While it may look a bit dangerous, it's really not bad, I've even added the handle so mine is safer! The blade has fine teeth so it's not too aggressive. It won't pull you in and fling you against the wall or anything. :D It even has that "key cutting machine" sound! It is a safe as a commercial built model. It runs at a slow RPM (a few hundred to guess) and you just work from the high areas down into the valleys. The key your cutting can never go any further into the blade than the follower allows. The deepest cut on these GM keys is .100 thousandths anyway so your not hogging out material by any means.

Today I cut my first key and it was a success! It works in the lock perfectly. (I did run a wire brush in a drill over the cuts to take any sharp spot off like they do when you get a key made at a store)

Part 2 (in a sense)
All of the above is fine for "duplicating" a key but you can't duplicate a worn out key. With proper depth and spacing keys (I have a set ordered a set for GM vehicles) and a key code book, I can take the 4 digit code from any GM lock and use those to produce a brand new key! I will probably update this post later when I get the keys I have ordered explaining that a bit more... Since I have a lot of antique cars & trucks, I'll be putting it to the test soon!

a.jpg b.jpg c.jpg d.jpg e.jpg f.jpg g.jpg h.jpg


Thanks! The last time I had the Chevy dealer "punch" keys for me using the code, they charged me $15 for 2 keys! (and I provided the key blanks!!!)

I ordered up a bunch of original type GM key blanks and will be making all new ones for my cars that need them. Both of my Impala's and the 71 Chevelle had new keys punched so they are good but the rest have worn keys. I'll pop out a lock on each of the others and make new ones using the codes.

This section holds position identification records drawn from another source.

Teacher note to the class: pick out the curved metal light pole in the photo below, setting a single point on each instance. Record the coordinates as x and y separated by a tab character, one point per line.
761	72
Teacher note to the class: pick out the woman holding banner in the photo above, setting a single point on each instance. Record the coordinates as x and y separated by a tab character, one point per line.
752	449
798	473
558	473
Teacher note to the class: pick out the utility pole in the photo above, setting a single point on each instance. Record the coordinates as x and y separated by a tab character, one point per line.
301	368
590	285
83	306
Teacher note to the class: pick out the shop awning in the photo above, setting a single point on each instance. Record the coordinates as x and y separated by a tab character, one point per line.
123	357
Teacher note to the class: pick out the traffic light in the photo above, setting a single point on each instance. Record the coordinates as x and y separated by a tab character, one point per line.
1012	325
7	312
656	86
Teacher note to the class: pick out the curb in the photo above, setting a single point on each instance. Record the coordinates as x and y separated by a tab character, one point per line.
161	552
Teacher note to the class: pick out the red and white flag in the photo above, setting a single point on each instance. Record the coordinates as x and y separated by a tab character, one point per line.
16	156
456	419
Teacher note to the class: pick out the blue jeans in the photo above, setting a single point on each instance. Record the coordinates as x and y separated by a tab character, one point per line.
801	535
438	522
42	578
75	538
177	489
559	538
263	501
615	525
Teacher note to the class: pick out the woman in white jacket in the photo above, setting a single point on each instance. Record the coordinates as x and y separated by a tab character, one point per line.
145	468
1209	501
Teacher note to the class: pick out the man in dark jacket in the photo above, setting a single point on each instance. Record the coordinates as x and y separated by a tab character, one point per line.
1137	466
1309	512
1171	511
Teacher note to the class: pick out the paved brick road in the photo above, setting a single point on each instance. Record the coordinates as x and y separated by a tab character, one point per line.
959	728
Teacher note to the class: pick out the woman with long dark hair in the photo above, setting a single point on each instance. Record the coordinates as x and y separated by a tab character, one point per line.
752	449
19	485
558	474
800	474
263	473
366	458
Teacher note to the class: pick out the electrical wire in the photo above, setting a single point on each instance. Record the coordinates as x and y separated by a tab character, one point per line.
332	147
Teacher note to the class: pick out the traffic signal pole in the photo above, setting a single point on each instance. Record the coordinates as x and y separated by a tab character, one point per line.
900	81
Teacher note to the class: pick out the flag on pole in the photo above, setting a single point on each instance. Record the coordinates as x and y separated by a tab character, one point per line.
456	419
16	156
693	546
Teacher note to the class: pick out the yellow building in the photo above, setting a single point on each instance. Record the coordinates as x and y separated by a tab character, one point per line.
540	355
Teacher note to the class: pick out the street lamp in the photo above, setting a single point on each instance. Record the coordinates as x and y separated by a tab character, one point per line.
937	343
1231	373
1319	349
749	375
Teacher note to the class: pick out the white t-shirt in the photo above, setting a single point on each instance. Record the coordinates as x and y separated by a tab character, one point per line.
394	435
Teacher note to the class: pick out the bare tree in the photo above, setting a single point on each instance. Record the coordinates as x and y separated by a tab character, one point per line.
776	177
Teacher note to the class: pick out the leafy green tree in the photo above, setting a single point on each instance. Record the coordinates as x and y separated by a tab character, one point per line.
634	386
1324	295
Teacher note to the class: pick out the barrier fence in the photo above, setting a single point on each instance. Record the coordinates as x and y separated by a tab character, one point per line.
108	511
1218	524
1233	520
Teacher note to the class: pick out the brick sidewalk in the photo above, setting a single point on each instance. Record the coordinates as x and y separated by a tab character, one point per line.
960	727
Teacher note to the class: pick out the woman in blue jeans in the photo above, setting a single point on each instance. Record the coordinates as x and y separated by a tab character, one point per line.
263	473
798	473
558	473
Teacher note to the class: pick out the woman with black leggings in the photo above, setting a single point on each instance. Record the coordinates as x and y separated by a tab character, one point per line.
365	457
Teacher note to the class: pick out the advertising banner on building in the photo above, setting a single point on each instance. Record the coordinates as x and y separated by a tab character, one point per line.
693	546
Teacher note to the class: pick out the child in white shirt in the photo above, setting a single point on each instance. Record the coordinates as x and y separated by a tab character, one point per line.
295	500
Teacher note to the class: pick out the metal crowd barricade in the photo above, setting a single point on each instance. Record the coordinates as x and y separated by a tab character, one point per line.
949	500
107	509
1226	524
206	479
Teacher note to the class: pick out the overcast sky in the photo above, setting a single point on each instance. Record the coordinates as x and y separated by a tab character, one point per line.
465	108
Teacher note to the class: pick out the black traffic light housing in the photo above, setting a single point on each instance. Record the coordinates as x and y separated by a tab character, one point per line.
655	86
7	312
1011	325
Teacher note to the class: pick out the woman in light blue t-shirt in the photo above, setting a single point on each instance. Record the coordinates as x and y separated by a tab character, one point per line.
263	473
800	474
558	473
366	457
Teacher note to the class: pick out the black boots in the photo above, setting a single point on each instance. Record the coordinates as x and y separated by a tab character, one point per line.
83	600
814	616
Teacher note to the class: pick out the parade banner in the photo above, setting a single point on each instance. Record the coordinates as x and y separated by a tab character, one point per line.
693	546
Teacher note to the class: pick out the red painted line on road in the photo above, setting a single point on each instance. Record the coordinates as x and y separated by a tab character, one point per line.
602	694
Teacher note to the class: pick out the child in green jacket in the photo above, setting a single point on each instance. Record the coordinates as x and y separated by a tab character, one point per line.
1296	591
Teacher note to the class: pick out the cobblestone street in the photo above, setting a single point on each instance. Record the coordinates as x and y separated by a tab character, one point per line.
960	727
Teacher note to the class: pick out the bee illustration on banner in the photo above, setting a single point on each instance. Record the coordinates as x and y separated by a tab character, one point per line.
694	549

Got a whole mess of GM keys! Best of all, I only paid .72 cents each! (with the shipping included) I bought 44 of them. Only bummer is they didn't have any J or K code keys.

Finding the octagon and round keys our Impala's had is a bit harder and cost over $2 per key best I could find.



Well Known Member
Supporting Member 1
Doggone Bob you're alright, just promise us one thing if you ever get bored making car keys that you're not gonna go big time and go to the other side and become a cat burglar and start cracking safes unless you think you'd look good in stripes.